POR GABRIELA ROCHA | grocha@elpais.ñcom.uy
Seguir estudiando luego de la carrera de grado es casi obligatorio para los profesionales que pretenden ser elegidos para los principales cargos gerenciales. Tan es así que las ofertas locales de posgrados y maestrías crecen y ganan prestigio, siendo el exterior una buena alternativa para ganar también en experiencia de vida.
Pero, a la hora de realizar un estudio de posgrado, se debe tener en cuenta que algunas empresas valoran el equilibrio entre la experiencia y un estudio de este tipo y que, algunos profesionales, por querer competir en mejores condiciones, luego no encuentran una salida laboral acorde a sus expectativas en el acotado mercado local.

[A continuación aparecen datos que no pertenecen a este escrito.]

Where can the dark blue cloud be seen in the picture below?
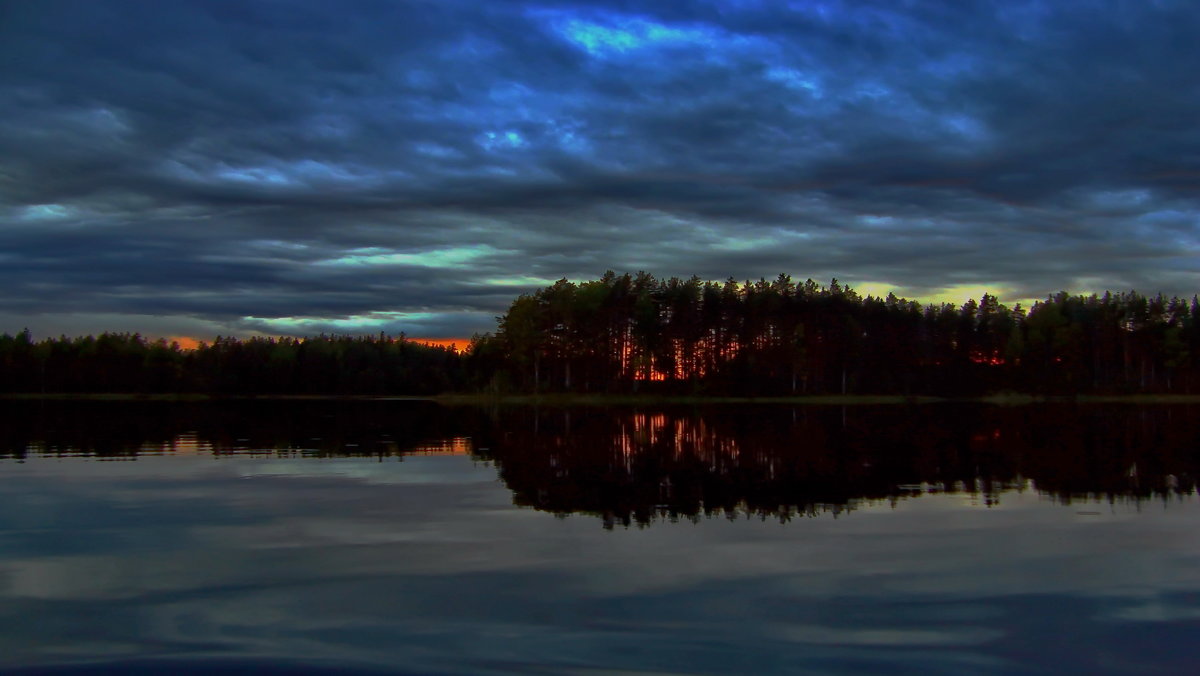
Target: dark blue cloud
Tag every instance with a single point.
(411, 166)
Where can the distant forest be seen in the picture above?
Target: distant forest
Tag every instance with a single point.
(641, 334)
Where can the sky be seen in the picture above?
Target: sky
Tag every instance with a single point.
(202, 168)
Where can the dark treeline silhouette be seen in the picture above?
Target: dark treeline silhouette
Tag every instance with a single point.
(127, 363)
(636, 333)
(640, 334)
(637, 466)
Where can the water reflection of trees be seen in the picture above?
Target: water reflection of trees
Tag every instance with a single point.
(635, 467)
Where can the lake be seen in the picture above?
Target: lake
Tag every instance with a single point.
(402, 537)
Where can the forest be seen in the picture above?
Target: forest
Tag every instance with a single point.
(641, 334)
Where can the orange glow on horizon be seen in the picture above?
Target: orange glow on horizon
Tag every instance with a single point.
(185, 342)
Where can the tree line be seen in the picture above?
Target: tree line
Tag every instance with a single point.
(129, 363)
(641, 334)
(636, 333)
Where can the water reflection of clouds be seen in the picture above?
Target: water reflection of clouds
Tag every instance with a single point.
(426, 561)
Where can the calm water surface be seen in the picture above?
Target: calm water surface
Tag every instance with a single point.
(403, 537)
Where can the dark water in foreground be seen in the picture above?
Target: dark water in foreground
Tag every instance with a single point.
(402, 537)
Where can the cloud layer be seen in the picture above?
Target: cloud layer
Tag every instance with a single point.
(288, 168)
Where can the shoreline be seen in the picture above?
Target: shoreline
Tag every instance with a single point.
(599, 400)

OFERTA Y DEMANDA. Las instituciones que ofrecen estudios de posgrado en Uruguay -la Universidad de la República (Udelar), el IEEM (la Escuela de Negocios de la Universidad de Monte- video, UM), la Universidad Católica (UCU), la Universidad ORT y la Universidad de la Empresa (UDE)- coinciden en que la demanda ha crecido significativamente los últimos años. El Máster en Administración de Empresas (MBA) suele ser el más solicitado, dura dos años, el principal requisito para acceder es tener una carrera de grado y reclama una gran exigencia de los participantes.
En la facultad de Ciencias Económicas y de Administración de la Udelar se dicta el MBA a un costo de $ 300.000 y a un precio menor el máster en Finanzas, Marketing y Turismo o los posgrados en las mismas áreas, a las que se suma Salud; de todas ellas egresan anualmente cerca de 100 alumnos.

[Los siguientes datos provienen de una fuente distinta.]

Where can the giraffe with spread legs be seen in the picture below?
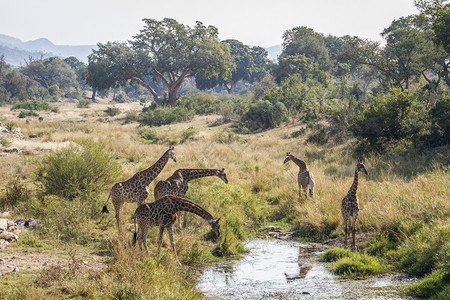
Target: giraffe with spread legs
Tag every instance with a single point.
(305, 176)
(350, 205)
(178, 183)
(135, 189)
(162, 213)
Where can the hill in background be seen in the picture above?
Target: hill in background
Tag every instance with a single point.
(17, 52)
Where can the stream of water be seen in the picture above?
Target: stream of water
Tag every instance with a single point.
(276, 269)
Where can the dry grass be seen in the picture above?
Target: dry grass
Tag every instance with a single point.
(258, 180)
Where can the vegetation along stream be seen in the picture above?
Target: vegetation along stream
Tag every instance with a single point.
(279, 269)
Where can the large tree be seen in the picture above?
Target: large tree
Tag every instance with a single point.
(175, 51)
(304, 52)
(163, 50)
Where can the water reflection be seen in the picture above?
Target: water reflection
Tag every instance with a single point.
(277, 269)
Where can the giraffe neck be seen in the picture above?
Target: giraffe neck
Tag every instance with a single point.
(189, 174)
(186, 205)
(354, 187)
(149, 174)
(300, 163)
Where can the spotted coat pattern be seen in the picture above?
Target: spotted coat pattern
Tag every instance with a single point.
(305, 176)
(135, 189)
(350, 205)
(162, 213)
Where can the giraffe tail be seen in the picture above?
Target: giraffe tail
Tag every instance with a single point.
(105, 208)
(135, 231)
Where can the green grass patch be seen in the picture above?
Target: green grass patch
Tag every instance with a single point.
(436, 285)
(358, 266)
(334, 254)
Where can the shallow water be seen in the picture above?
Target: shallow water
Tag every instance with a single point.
(276, 269)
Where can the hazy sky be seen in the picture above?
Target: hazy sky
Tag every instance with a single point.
(253, 22)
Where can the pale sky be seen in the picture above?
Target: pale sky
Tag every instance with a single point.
(253, 22)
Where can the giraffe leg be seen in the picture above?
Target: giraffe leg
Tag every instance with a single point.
(346, 231)
(355, 217)
(160, 233)
(117, 207)
(169, 229)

El MBA en el IEEM asciende a $ 470.000, incluye el material de estudio y una semana en el Instituto Panamericano de Alta Dirección de Empresas en México. Utiliza el método de Harvard: se estudian 40 casos reales. El promedio de egresos de los últimos años fue de 40. Esta institución ofrece también el Programa de Alta Dirección y otro para mandos medios que duran cinco meses y cuestan $ 165.000; en tanto, desde la facultad de Ciencias Empresariales de la UM se dictan las maestrías en Economía y Finanzas.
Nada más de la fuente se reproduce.